20/08/2012 07:37 EDT | Actualisé 20/10/2012 05:12 EDT

La Malawi et la Tanzanie ont ouvert lundi cinq jours de pourparlers sur le tracé de leur frontière sur le lac Malawi pour aplanir un différend qui a pris une nouvelle importance avec des projets de prospection pétrolière.

"Les peuples de Tanzanie et du Malawi sont persuadés que la réunion permettra de clarifier les malentendus sur la frontière une fois pour toutes", a dit le ministre malawite des Affaires étrangères, Ephraim Mganda Chiume, au début des négociations dans la ville de Mzuzu, dans le nord du pays.

D'après lui, les deux voisins s'attendent à ce qu'une "solution amiable soit trouvée lors de ces discussions".

Son homologue tanzanien Bernard Membe n'a pas participé à la cérémonie mais il devait être présent pour la clôture des pourparlers au niveau ministériel samedi dans la capitale malawite, Lilongwe.

La Tanzanie est représentée à Mzusu par son ambassadeur Patrick Tseve, qui n'a pas fait de déclarations.

La prospection de gaz et de pétrole sur le lac Malawi a réveillé une querelle vieille de cinquante ans et héritée des frontières de la période coloniale.

La discussion porte sur la partie nord-est du lac Malawi, - dont les eaux très pures servent de frontière entre les deux pays et le Mozambique: dans ce secteur Lilongwe a attribué en 2011 à une firme britannique, Surestream Petroleum, une licence de prospection de pétrole et de gaz, non loin de la Tanzanie.

Lilongwe s'appuie sur un accord passé en 1890 qui stipule que la frontière entre les deux pays court le long de la rive tanzanienne, attribuant toutes les eaux du lac au Malawi. Dar-es-Salam affirme de son côté que la frontière traverse le lac.

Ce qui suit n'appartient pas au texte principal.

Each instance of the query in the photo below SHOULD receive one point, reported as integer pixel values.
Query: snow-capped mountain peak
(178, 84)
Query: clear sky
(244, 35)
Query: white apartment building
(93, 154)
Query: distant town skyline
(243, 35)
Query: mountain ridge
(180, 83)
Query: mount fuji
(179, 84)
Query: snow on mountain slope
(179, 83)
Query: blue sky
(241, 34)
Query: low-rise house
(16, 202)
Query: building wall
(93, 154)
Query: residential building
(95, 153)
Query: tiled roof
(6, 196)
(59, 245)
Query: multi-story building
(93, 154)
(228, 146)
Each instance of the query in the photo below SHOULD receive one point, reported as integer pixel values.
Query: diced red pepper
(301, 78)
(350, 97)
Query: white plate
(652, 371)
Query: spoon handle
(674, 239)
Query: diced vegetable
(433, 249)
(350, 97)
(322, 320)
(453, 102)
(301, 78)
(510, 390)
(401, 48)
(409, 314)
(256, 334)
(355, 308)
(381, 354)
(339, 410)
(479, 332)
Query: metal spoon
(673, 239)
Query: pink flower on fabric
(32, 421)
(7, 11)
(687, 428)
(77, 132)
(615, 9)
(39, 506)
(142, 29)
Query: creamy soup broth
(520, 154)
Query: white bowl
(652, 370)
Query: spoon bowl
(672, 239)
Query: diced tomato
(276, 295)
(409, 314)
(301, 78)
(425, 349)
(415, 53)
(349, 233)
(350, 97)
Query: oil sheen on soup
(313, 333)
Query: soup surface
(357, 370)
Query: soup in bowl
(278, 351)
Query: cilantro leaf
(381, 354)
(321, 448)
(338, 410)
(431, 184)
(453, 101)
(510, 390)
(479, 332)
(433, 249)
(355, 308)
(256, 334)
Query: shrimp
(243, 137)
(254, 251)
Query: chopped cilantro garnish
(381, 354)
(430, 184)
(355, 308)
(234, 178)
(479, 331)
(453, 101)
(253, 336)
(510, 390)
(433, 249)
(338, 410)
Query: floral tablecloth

Ce grand lac de 29.600 km2, à la faune très riche, fait partie des Grands Lacs et s'étire le long de la vallée du Rift. Il suscite l'espoir du gouvernement malawite, car la découverte de gaz ou de pétrole pourrait changer la destinée de ce petit pays pauvre d'Afrique australe.

La Tanzanie, elle, peut déjà compter sur des recettes pétrolières après l'annonce par deux compagnies, la norvégienne Statoil et l'américaine ExxonMobil, de la découverte d'un important gisement de gaz naturel, avec des réserves estimées à 140 milliards de m3. Mais elle revendique aussi sa part de toute découverte réalisée à proximité de ses rivages du lac Malawi.